Kai Wegners selektive Debattenpräsenz polarisiert Berlins Politikszene
Paul WagnerKai Wegners selektive Debattenpräsenz polarisiert Berlins Politikszene
Eine Reihe politischer Debatten in Berlin haben die Abwesenheit des CDU-Spitzenkandidaten Kai Wegner in den Fokus gerückt. Mehrere Diskussionen zu zentralen Themen fanden ohne seine direkte Beteiligung statt. Seine Abwesenheit sorgte zwar für Aufmerksamkeit, war für manche Beobachter jedoch kaum überraschend.
Steffen Krach von der SPD, Elif Eralp von der Linken und Werner Graf von Bündnis 90/Die Grünen diskutierten kürzlich über Bildungspolitik in der Hauptstadt. Vertreten wurde Wegner bei der Veranstaltung des Berliner Bildungsbündnisses von Katharina Günther-Wünsch (CDU). Der Moderator wies darauf hin, dass Krach, Eralp und Graf die Bühne vermutlich bereits zehn- oder elfmal gemeinsam betreten hätten.

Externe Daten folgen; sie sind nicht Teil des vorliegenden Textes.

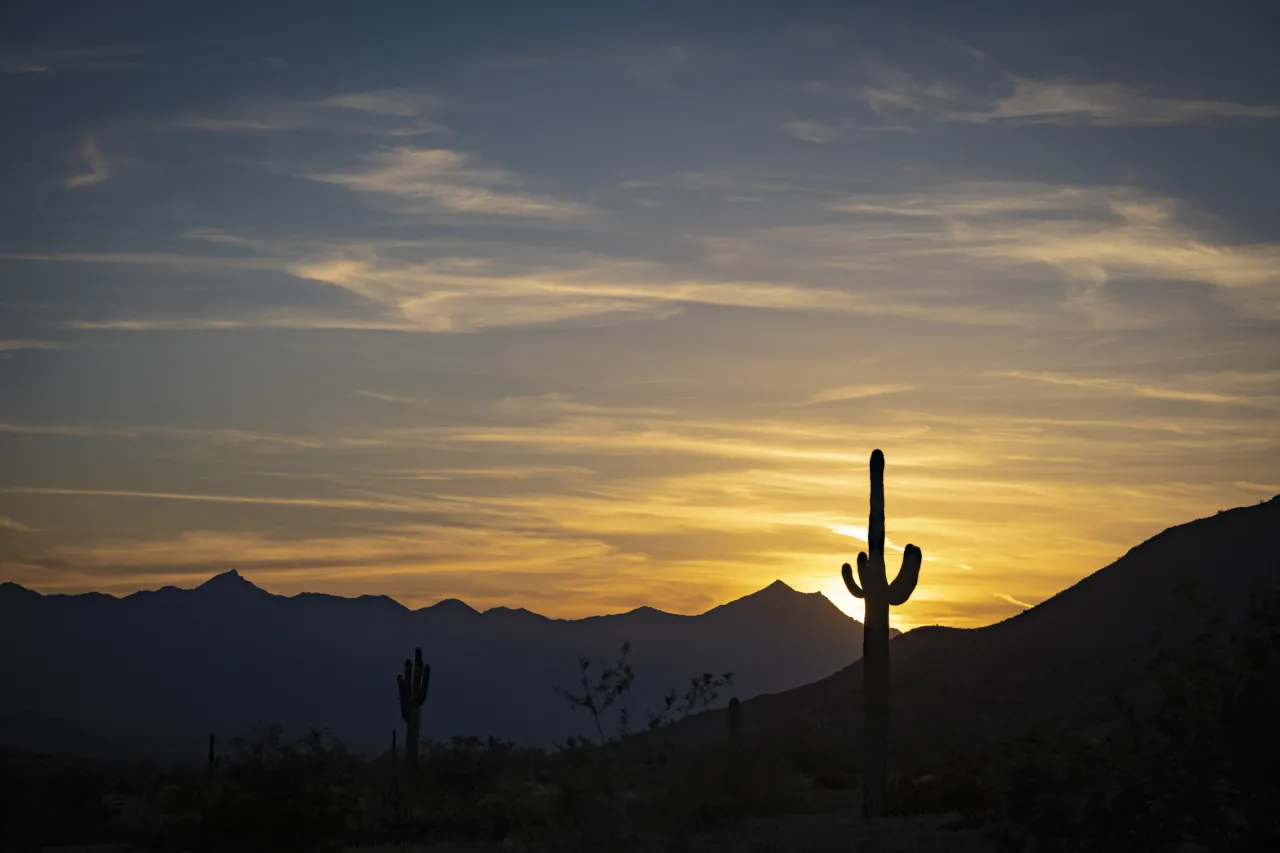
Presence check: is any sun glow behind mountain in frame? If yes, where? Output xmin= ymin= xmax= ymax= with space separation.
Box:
xmin=0 ymin=1 xmax=1280 ymax=628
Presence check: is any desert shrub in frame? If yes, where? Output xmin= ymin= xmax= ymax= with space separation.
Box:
xmin=198 ymin=726 xmax=358 ymax=850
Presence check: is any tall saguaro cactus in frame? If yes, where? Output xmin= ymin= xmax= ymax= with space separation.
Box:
xmin=841 ymin=450 xmax=923 ymax=820
xmin=396 ymin=648 xmax=431 ymax=767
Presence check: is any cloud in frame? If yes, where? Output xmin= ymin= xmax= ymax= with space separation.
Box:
xmin=852 ymin=69 xmax=1280 ymax=127
xmin=324 ymin=88 xmax=444 ymax=118
xmin=0 ymin=338 xmax=67 ymax=352
xmin=782 ymin=120 xmax=919 ymax=145
xmin=63 ymin=136 xmax=118 ymax=190
xmin=993 ymin=77 xmax=1280 ymax=127
xmin=991 ymin=593 xmax=1036 ymax=610
xmin=800 ymin=383 xmax=915 ymax=406
xmin=307 ymin=147 xmax=588 ymax=219
xmin=832 ymin=182 xmax=1280 ymax=287
xmin=1000 ymin=370 xmax=1280 ymax=410
xmin=172 ymin=87 xmax=453 ymax=137
xmin=0 ymin=45 xmax=143 ymax=74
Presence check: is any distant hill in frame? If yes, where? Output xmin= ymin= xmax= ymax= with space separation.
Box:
xmin=0 ymin=571 xmax=861 ymax=753
xmin=676 ymin=496 xmax=1280 ymax=757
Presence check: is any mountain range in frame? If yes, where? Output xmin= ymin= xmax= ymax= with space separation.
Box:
xmin=673 ymin=496 xmax=1280 ymax=760
xmin=0 ymin=571 xmax=861 ymax=751
xmin=0 ymin=496 xmax=1280 ymax=758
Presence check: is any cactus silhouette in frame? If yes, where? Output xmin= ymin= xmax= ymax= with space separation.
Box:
xmin=724 ymin=697 xmax=742 ymax=794
xmin=841 ymin=450 xmax=923 ymax=820
xmin=396 ymin=648 xmax=431 ymax=767
xmin=205 ymin=731 xmax=221 ymax=776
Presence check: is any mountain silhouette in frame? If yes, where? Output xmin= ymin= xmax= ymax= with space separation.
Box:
xmin=0 ymin=571 xmax=861 ymax=749
xmin=676 ymin=496 xmax=1280 ymax=758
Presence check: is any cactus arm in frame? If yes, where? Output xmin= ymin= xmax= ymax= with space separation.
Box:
xmin=888 ymin=544 xmax=924 ymax=607
xmin=840 ymin=562 xmax=865 ymax=598
xmin=417 ymin=663 xmax=431 ymax=706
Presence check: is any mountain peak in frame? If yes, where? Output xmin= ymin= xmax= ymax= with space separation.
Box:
xmin=196 ymin=569 xmax=262 ymax=592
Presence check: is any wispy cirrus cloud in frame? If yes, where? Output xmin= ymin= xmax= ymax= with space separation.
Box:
xmin=814 ymin=67 xmax=1280 ymax=128
xmin=1001 ymin=370 xmax=1280 ymax=409
xmin=63 ymin=136 xmax=119 ymax=190
xmin=0 ymin=338 xmax=67 ymax=352
xmin=307 ymin=147 xmax=589 ymax=219
xmin=175 ymin=86 xmax=453 ymax=137
xmin=0 ymin=45 xmax=143 ymax=74
xmin=983 ymin=77 xmax=1280 ymax=127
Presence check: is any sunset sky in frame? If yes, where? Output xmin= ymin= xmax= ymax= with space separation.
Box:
xmin=0 ymin=0 xmax=1280 ymax=629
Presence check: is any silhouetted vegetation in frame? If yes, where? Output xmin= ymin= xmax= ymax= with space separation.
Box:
xmin=840 ymin=450 xmax=924 ymax=818
xmin=392 ymin=648 xmax=431 ymax=768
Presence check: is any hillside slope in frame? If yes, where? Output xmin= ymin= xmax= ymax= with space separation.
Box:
xmin=681 ymin=496 xmax=1280 ymax=757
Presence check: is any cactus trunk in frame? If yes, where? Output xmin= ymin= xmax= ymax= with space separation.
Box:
xmin=841 ymin=450 xmax=923 ymax=820
xmin=396 ymin=648 xmax=431 ymax=767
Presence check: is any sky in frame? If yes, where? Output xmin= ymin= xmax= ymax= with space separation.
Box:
xmin=0 ymin=0 xmax=1280 ymax=629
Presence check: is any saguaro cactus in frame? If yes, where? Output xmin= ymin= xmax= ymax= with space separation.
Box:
xmin=724 ymin=697 xmax=742 ymax=794
xmin=396 ymin=648 xmax=431 ymax=767
xmin=841 ymin=450 xmax=923 ymax=820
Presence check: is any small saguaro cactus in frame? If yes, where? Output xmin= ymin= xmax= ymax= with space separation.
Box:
xmin=841 ymin=450 xmax=923 ymax=820
xmin=396 ymin=648 xmax=431 ymax=767
xmin=724 ymin=697 xmax=742 ymax=793
xmin=205 ymin=731 xmax=219 ymax=776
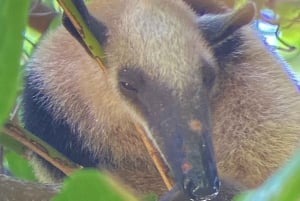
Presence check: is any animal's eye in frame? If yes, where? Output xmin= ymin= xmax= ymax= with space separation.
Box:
xmin=120 ymin=81 xmax=138 ymax=93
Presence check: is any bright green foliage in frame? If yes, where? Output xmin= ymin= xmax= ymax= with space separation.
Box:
xmin=235 ymin=151 xmax=300 ymax=201
xmin=5 ymin=151 xmax=36 ymax=181
xmin=52 ymin=169 xmax=137 ymax=201
xmin=0 ymin=0 xmax=30 ymax=126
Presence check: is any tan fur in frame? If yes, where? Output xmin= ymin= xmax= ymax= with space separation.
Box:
xmin=28 ymin=0 xmax=300 ymax=194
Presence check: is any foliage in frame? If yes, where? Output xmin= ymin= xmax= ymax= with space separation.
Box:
xmin=52 ymin=170 xmax=137 ymax=201
xmin=0 ymin=0 xmax=300 ymax=201
xmin=234 ymin=151 xmax=300 ymax=201
xmin=5 ymin=151 xmax=36 ymax=181
xmin=0 ymin=0 xmax=29 ymax=126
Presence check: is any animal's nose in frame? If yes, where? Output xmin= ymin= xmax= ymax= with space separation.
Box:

Wegner ließ zudem Debatten über die Zukunft von Kunst und Kultur, die Prävention von Antisemitismus sowie die Arbeitswelt der Zukunft aus. Bei der Antisemitismus-Diskussion sprang Justizsenator Felor Badenberg für ihn ein. Trotz seiner Absagen bei diesen Veranstaltungen hat Wegner seine Teilnahme an einer Podiumsdiskussion zur Zukunft der Kleingärten bestätigt, die vom Landesverband der Gartenfreunde ausgerichtet wird.
Aus Kreisen der anderen Spitzenkandidaten hieß es, Wegners Fernbleiben sei kaum überraschend gewesen. Es gibt Spekulationen, dass das Kerntrio Krach, Eralp und Graf auch nach der Wahl weiter diskutieren könnte – Wegner hingegen möglicherweise keine weiteren Einladungen erhalten werde.
Wegners Teilnahme an öffentlichen Debatten fällt selektiv aus. Mehrfach wurden seine Vertreter für ihn aktiv. Sein bestätigter Auftritt bei der Kleingarten-Diskussion bleibt sein einziger geplanter Termin unter den jüngsten Veranstaltungen.